Permaneceram juntos durante todo o dia seguinte. Vivenciaram o que lhes foi possível, compartilhando a suave magia da presença e outros detalhes consentidos que unicamente palavras são incapazes de descrever. Simples momentos, pequenos sinais e cuidados recíprocos, sorrisos cuja suavidade se transformou em homenagem a tudo aquilo que estava sendo objeto de descoberta e de celebração. Precisaram se despedir naquela mesma noite. Aos poucos, as mãos se distanciaram como prenúncio de algo definitivo, pelo menos ele considerou esta possibilidade. Qualquer outra expectativa não caberia naquela hora, afinal seria mais prudente deixar que a vida se encarregasse do que poderia estar por vir.

Meses atrás.

Terça-feira, 22 horas. Longas horas, muitos preparativos. Dentro de poucos dias voltariam a se encontrar. Este era o prognóstico, confirmado em uma das mensagens enviadas à sua caixa postal. Abençoada informática. Seus recursos, cada vez mais amplos, permitem encurtar distâncias, facilitar contatos, resgatar impressões de estar ao lado, ensejar a manutenção de diálogos. As mesmas canções noturnas o acompanhavam na conferência de todos os pormenores que precisavam estar à disposição quando os olhares se reconhecessem.

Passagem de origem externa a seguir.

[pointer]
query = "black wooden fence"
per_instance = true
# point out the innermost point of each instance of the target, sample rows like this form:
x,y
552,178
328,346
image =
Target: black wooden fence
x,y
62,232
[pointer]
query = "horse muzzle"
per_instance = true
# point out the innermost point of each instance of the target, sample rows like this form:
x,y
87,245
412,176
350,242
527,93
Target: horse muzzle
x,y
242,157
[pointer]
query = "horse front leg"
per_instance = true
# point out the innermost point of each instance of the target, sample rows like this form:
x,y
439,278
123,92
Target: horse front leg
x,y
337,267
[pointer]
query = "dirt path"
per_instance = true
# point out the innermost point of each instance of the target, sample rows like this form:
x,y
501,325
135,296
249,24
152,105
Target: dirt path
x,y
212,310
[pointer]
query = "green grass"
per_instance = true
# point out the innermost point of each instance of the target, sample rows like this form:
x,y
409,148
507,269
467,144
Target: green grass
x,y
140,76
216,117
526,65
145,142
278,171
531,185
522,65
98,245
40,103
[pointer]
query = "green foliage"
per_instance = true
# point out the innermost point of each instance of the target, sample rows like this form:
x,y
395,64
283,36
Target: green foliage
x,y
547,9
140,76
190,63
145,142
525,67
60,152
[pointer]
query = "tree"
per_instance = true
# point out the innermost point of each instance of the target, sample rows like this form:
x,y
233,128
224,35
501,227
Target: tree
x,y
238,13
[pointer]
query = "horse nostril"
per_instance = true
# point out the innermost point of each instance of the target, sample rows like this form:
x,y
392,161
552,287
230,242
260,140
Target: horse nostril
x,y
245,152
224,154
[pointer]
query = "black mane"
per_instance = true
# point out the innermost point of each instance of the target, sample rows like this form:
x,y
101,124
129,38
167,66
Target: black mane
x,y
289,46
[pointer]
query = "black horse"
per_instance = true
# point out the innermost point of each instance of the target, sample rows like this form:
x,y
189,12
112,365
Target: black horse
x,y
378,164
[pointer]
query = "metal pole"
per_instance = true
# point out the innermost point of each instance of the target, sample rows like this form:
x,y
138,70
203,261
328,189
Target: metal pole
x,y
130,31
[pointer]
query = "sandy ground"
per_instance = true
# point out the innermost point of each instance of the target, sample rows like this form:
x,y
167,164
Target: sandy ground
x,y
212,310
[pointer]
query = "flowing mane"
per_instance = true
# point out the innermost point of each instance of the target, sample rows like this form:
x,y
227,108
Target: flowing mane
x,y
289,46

Recordou que os primeiros contatos haviam soado como alentadoras companhias nestes momentos de transição. Solitário, sentia suas semanas, seus meses se sucederem sem renovação de cores. Imaginou que a nova amiga também viesse a ter efêmera permanência. Depois, percebeu que talvez a transitoriedade não se consumasse. Foi ótimo ter começado a dividir o que a distância possibilitava: as reflexões durante a caminhada noturna pela cidade que se fez história; as expectativas pelo que poderia vir a ser uma outra realidade diante das alternativas de realidade que se apresentavam; os diferentes modos de declarar que a vida havia revelado encanto e graça por intermédio de uma nova variedade de harmonia que agora vinha enfeitando seu mundo. Enfeitando e iluminando. E os dias se faziam longos e serenos; rápidos e movimentados. Mas, não estava acostumado ao convívio com as limitações impostas pela intransigência do tempo e da distância. Uma nuance diferente de aprendizado estaria se aproximando.

Avaliou tudo o que havia recuperado em suas expectativas. Um clima de festa havia se instalado no coração e nos lábios. Por outro lado, sempre se perguntava o que estaria percorrendo os sentimentos daquela luminosa mulher com quem, meses atrás, havia se encontrado num lugar não planejado, uma única vez. A mulher vinda de tão longe, trazendo alento e euforia. Não insistia em determinar as respostas, era preciso deixar os sentidos se ocuparem do que se mostrava essencial. Estava, outra vez, se convencendo de que a vida não se consuma em breves experimentos e, entre outros afetos, as amizades são essenciais.

Algo, nisto tudo, havia ficado evidente: sua nova amiga era linda.